Yesterday I attended a joined seminar with Virtuit Systems & FBI Cyber Division.
Focal areas: Ransomeware and Zero-Day Attacks and How to fight against them
Opening with a one (1) hour discussion:
Guest Speaker:
Philip Frim, Supervisory Special Agent with the FBI’s Newark Division.
Topics
- Development of FBI’s Cyber Division Program
- Computer Analysis and Response Team (CART)
- Security Threat: Ransomeware
- Educating the workforce on security
- Building relationships with FBI
FBI’s Cyber Division Program
Developed to address cyber-crime in a coordinated and cohesive manner with specially trained personal at the FBI headquarters with a total of 56 field offices.
Cyber-Task-Force travel around the world to assist in computer intrusion cases, gathering vital intelligence to identify dangers to national security and our economy.
Security Threat: Ransomeware
Examples of how catastrophic the loss of sensitive or proprietary information can and does disrupt regular operations and cause financial losses to organizations.

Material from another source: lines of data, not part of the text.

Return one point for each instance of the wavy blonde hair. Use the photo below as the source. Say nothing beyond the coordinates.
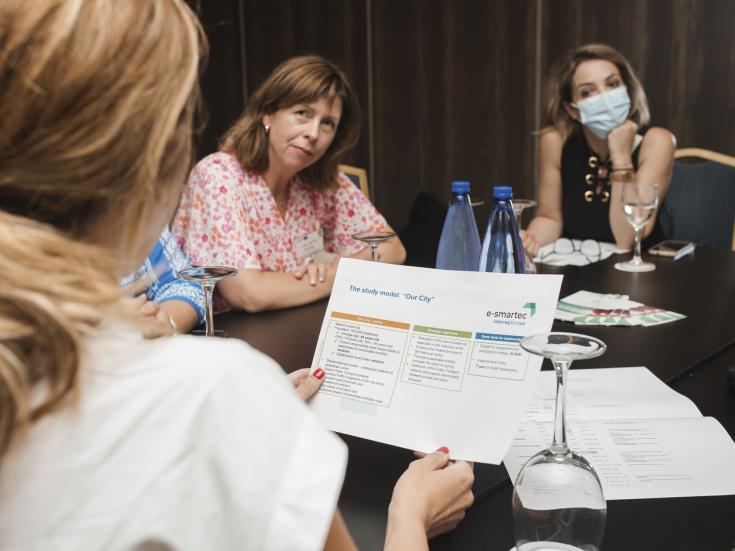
(559, 88)
(95, 120)
(303, 79)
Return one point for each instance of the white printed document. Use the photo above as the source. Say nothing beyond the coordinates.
(643, 439)
(422, 358)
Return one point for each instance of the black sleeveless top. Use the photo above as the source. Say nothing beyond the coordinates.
(586, 193)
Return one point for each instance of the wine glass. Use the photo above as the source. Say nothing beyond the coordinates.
(519, 205)
(557, 499)
(639, 203)
(374, 238)
(207, 277)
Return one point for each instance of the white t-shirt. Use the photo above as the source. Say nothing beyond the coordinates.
(175, 444)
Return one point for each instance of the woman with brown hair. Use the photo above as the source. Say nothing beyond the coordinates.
(595, 139)
(272, 203)
(109, 440)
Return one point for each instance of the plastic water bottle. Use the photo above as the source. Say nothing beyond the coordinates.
(502, 249)
(459, 245)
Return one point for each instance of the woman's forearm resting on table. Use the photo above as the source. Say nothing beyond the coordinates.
(391, 251)
(256, 291)
(182, 314)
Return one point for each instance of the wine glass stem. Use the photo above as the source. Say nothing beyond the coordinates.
(374, 251)
(637, 249)
(209, 320)
(559, 445)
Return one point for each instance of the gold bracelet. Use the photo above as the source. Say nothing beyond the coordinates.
(623, 175)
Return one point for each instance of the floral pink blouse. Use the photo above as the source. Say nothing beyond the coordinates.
(228, 216)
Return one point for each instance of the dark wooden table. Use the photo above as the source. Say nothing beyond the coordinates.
(692, 355)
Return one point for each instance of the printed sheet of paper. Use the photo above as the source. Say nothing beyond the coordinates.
(643, 439)
(422, 358)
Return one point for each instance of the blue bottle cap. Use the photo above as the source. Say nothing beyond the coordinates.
(460, 186)
(502, 192)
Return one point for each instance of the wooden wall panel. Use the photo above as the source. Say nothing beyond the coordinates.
(453, 88)
(681, 49)
(223, 85)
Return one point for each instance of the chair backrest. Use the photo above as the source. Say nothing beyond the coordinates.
(700, 203)
(358, 177)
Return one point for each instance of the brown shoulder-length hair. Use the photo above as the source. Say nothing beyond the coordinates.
(303, 79)
(559, 87)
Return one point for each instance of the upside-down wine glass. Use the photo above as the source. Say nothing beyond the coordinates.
(519, 205)
(557, 499)
(374, 238)
(207, 277)
(639, 203)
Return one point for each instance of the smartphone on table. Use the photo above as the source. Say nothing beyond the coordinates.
(673, 248)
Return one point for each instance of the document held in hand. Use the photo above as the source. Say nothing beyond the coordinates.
(422, 358)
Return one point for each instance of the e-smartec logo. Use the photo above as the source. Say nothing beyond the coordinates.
(513, 317)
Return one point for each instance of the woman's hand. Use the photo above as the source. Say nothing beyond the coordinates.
(431, 496)
(155, 321)
(620, 143)
(306, 385)
(530, 244)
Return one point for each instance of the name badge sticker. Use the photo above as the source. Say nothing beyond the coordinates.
(309, 244)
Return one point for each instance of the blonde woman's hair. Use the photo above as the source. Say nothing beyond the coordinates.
(95, 120)
(303, 79)
(559, 87)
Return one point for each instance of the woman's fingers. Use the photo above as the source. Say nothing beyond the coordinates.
(298, 376)
(309, 385)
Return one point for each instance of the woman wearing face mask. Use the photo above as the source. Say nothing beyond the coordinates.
(272, 203)
(594, 141)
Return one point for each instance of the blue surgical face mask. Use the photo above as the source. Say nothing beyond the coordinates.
(603, 112)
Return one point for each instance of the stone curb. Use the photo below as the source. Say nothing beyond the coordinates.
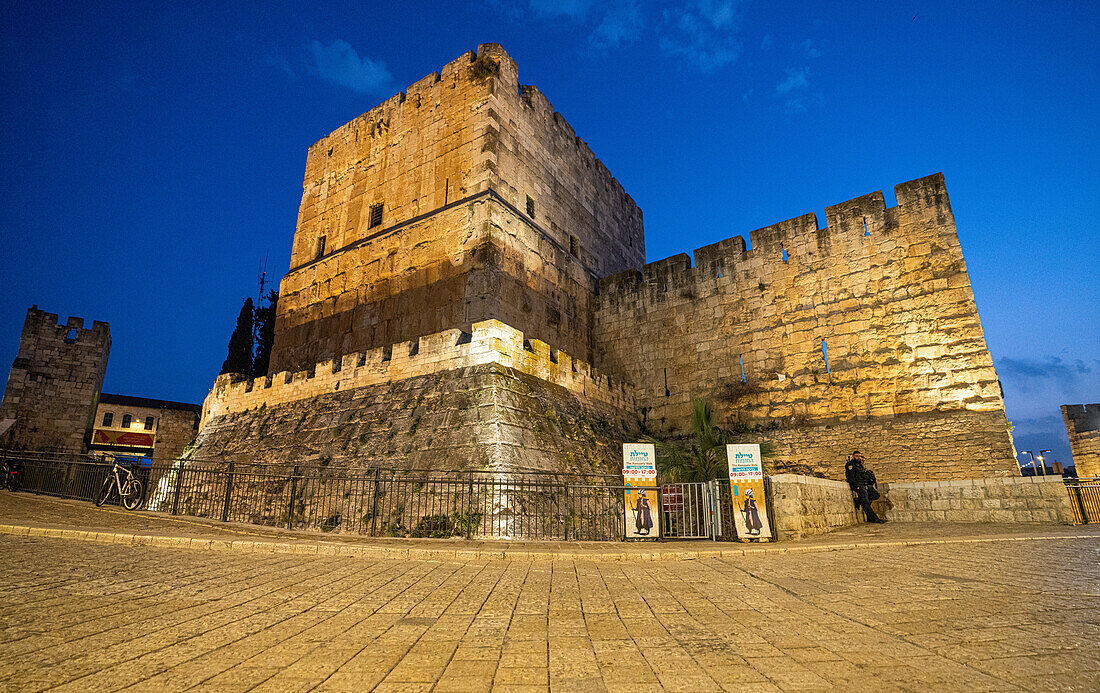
(322, 548)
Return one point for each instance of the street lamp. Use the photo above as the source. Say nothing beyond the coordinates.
(1042, 458)
(1032, 454)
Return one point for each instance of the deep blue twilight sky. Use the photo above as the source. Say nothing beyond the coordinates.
(152, 154)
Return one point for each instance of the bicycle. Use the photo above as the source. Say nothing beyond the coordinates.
(121, 481)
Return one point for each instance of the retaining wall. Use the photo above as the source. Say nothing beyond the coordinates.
(805, 506)
(1019, 499)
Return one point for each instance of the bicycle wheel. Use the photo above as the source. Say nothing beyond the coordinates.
(131, 495)
(105, 493)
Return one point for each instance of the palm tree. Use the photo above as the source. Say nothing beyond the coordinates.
(700, 459)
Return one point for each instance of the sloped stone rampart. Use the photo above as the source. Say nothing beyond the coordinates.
(484, 416)
(1016, 499)
(805, 506)
(915, 447)
(491, 342)
(1082, 426)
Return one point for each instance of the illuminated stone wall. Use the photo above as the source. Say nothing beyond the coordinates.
(54, 383)
(882, 290)
(1082, 426)
(492, 208)
(484, 400)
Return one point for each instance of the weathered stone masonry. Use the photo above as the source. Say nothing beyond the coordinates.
(54, 383)
(1082, 426)
(465, 198)
(883, 292)
(468, 200)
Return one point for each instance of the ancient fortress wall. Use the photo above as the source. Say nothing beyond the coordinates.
(453, 162)
(491, 342)
(1082, 426)
(54, 382)
(883, 292)
(535, 153)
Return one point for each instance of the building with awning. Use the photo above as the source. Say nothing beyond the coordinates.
(156, 428)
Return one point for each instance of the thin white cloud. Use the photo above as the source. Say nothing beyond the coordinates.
(703, 32)
(623, 24)
(796, 78)
(807, 48)
(338, 63)
(575, 9)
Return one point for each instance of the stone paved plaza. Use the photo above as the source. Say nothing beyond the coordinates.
(990, 616)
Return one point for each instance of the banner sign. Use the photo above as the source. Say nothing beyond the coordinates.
(122, 438)
(639, 474)
(746, 484)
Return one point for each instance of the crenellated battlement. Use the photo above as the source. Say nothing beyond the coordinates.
(491, 341)
(864, 221)
(46, 325)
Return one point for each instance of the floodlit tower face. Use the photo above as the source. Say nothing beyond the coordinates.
(54, 383)
(464, 198)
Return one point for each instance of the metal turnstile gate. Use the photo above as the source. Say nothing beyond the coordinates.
(690, 510)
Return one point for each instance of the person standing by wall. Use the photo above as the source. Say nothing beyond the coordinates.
(861, 481)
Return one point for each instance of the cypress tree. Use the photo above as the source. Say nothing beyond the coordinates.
(265, 334)
(239, 359)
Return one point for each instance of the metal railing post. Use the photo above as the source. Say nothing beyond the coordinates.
(289, 505)
(179, 484)
(374, 502)
(229, 493)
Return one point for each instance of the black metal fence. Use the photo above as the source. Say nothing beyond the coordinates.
(1085, 499)
(392, 503)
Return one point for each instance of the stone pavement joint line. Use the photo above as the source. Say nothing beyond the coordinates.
(325, 548)
(967, 615)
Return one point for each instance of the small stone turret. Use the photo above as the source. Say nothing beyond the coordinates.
(54, 383)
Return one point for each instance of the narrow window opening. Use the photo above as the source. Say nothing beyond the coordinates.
(375, 216)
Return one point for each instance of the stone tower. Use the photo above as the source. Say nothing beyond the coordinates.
(469, 289)
(462, 199)
(54, 383)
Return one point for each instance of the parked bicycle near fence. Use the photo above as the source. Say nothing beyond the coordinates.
(121, 483)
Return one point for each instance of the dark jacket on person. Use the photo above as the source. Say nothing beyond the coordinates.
(856, 474)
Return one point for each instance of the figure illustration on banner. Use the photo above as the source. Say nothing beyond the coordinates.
(751, 514)
(642, 518)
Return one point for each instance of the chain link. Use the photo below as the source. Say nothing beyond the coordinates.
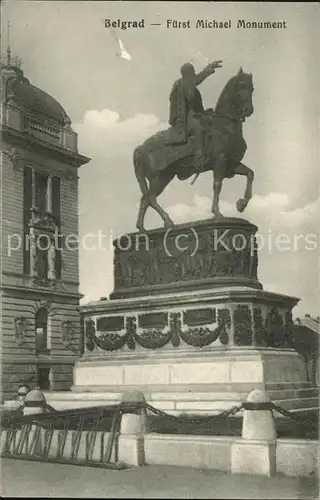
(208, 418)
(293, 417)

Reputation impacts to organizations due to Ransomeware and security breaches
The FBI doesn’t support paying a ransom in response to a ransomware attack. Paying a ransom doesn’t guarantee an organization that it will get its data back
Paying a ransom not only emboldens current cyber criminals to target more organizations, it offers incentive for criminals to continue this illegal activity. Paying a ransom, an organization might inadvertently be funding other illicit activity associated with criminals such as human trafficking, and terrorism.
Recommendations
Prevention by the use of awareness training for employees, the addition of technical controls (NGFW, threat prevention), and development of business continuity plan covering Ransomeware attacks.
Tips:
- Develop communication to make sure employees are aware of ransomware and of their critical roles in protecting the organization’s data.
- Patch operating system, software, and firmware on digital devices regularly.
- Ensure antivirus and anti-malware solutions are set to automatically update and scan.
- Manage the use of privileged accounts—no users should be assigned administrative access unless absolutely needed, and is necessary.
- Configure access controls, including file, directory, and network share permissions.
- Implement software restriction policies or other controls to prevent programs from executing from common ransomware locations.
- Back up data regularly and verify the integrity of those backups.
- Secure your backups. Make sure they aren’t connected to the computers and networks they are backing up.
Building relationships with FBI
Focused on companies building relationships with their local FBI Cyber division field offices to establish a channel of communication, reporting structure and a Contact to reach out to in the case of a security incident.
Introduce and develop into corporate incident policy, areas covering liability of sharing data with law enforcement such as the FBI. Corporations to work with lawyers or legal team in doing such.
In addition to the talk there was a demonstration of:
- Dell’s threat protection and endpoint security suite
- Network threat visualizer “DarkTrace” https://www.darktrace.com
I would like to give a big thanks to John Rovito over at VirtuIT Systems for having me out this week.